Mexican’s devotion to ‘Nino Dios’ evolves into colorful tradition

By David Agren
Catholic News Service

MEXICO CITY (CNS) — From a series of stores on a single street in central Mexico City, Saul Uribe sells everything to do with "Nino Dios," as Baby Jesus is known in this heavily Catholic country.

He has a knack for knowing what people will want when dressing their Nino Dios statues, which can be attired in white dresses, saint costumes or soccer shirts.

What’s popular this year, Uribe said, is "the age of angels," as he opened his showroom in a former convent. The room was full of Nino Dios statues with wings — except for two humble looking figurines dressed as St. Juan Diego in simple campesino clothing.

"Simplicity," he said, "is out of style."
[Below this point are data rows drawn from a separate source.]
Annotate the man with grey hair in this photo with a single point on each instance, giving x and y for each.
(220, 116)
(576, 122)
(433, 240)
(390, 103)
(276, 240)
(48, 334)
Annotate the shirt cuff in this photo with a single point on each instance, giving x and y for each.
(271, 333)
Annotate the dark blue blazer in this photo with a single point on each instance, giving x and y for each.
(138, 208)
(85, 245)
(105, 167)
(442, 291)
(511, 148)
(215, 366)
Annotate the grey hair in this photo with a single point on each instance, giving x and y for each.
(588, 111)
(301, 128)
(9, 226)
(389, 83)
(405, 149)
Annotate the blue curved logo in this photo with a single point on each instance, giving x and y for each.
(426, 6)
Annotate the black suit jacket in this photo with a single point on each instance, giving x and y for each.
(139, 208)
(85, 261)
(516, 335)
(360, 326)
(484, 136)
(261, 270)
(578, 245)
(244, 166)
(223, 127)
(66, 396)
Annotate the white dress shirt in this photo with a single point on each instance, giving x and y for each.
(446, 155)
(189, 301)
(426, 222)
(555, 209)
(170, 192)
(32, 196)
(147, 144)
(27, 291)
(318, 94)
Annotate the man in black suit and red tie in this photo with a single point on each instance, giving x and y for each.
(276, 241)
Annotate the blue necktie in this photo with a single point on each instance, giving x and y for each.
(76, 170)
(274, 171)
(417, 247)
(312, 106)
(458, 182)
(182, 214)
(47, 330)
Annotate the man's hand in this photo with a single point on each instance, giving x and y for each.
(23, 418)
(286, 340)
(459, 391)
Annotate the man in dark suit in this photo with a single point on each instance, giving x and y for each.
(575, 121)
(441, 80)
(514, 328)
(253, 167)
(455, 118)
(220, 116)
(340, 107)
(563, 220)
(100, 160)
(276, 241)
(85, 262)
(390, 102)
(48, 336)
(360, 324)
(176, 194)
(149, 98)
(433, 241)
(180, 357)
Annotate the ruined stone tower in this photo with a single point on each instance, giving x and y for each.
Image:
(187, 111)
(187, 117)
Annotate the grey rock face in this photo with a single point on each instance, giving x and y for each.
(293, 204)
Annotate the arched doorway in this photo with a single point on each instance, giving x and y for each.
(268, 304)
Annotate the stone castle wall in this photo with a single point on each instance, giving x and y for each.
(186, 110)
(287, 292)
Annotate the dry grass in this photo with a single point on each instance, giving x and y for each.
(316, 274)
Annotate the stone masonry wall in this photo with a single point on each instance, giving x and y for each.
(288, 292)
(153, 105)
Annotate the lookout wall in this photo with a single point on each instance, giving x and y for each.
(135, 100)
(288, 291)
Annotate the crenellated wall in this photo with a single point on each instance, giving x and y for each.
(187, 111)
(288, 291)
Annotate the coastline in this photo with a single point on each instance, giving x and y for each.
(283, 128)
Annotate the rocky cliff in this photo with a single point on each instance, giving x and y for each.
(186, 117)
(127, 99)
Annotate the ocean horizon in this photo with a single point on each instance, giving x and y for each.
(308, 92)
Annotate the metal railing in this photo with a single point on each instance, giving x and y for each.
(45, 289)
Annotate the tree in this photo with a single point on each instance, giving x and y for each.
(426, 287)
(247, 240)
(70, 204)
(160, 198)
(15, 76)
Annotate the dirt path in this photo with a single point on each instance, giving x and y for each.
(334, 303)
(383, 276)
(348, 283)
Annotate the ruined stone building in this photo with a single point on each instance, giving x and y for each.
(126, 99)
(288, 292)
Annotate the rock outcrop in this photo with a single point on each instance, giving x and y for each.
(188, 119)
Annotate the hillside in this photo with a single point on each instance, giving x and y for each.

Nino Dios is big business in Mexico as street vendors and stores sell everything from clothing to tiny thrones for the statues. Repair shops, meanwhile, fix everything from snapped-off fingers to worn eyelashes.

It’s a deep devotion, too, dating to early evangelization efforts in the Americas. Mexicans place their Nino Dios statues in home Nativity scenes on Christmas Eve, then pray the rosary in celebrating the birth of Christ. They dress up the statue to take to church for Candlemas, the feast of the Presentation, Feb. 2.

"Since the times of early evangelization in Mexico, there’s been a great devotion to the Nino Dios," says Father Hugo Valdemar Romero, spokesman for the Mexico City Archdiocese.

The custom is an example of the "popular piety" so commonplace in Mexico, where many people are prone to expressing their religiosity publicly and celebrating special saints, but keeping their distance from priests, parishes and the sacramental part of church life.

Angel outfits are popular this year, but so are Mexican soccer shirts and costumes of saints such as St. Jude Thaddeus — a fast-growing devotion, especially among the downtrodden. Vendors in Mexico City said priests are not fond of the soccer shirts on the statues of Baby Jesus.

Father Valdemar expressed mixed views, saying it could be interpreted as "pagan," but also seen as something sincere.

"We have been warning people to be careful," he said, adding that some in the city have tried dressing their statues like the folkloric Santa Muerte (St. Death), a figure the church considers incompatible with Catholic beliefs.

Priests see no decline in the devotion or a turning away from the Nino Dios tradition — especially among the working class — though people’s understanding of it seems limited.

"Pretty much everyone has one, or two or three or four" statues, said Father Robert Coogan, an American priest serving in Saltillo, in northern Mexico.

"There are also people not well-evangelized," Father Coogan said. "I’ll see people be shocked when I say, ‘There’s not a Nino Dios in heaven.’ Jesus is the crucified Lord who rose again and is seated at the right hand of the Father."

Vendors on Calle Talavera in Mexico City, where several blocks are dedicated to stores and stands selling Nino Dios articles, said business is brisk, but that people tend to buy the statues as gifts for others. The person giving the Nino Dios becomes a "godparent."

The clothing on the statue presented is symbolic as well, at least during the first four years. In the first year, the statue is dressed in white. The second year it’s dressed for a baptism and in third year for a first Communion.

In the fourth year, "You dress it as you want," said Claudia Gonzalez, a shop employee on Calle Talavera, where an estimated 1,500 businesses will operate in January.

Gonzalez dressed her Nino Dios as the "Nino Doctor," mainly because her mother was sick and she was asking for intervention. Uribe’s daughter, Sharon, did the same when she was pregnant. Gonzalez said people will dress the statues in colors representing what they are asking of God: red for love, beige for luck or blue for prosperity.

It’s a long way from 1975, when Uribe started selling Nino Dios clothes as a street vendor. At the time people made Nino Dios clothing at home or obtained garments sewed by nuns, he said. All of the garments were white, but he found out, "People didn’t want white any longer," and he began providing new options.

Like the priests, Uribe sees the devotion staying strong and has started exporting Nino Dios merchandise to other Mexican states and to the United States.

"It’s dropped a little due to the growth of non-Catholic sects" in Mexico, he says of the tradition. "But the population has grown as well."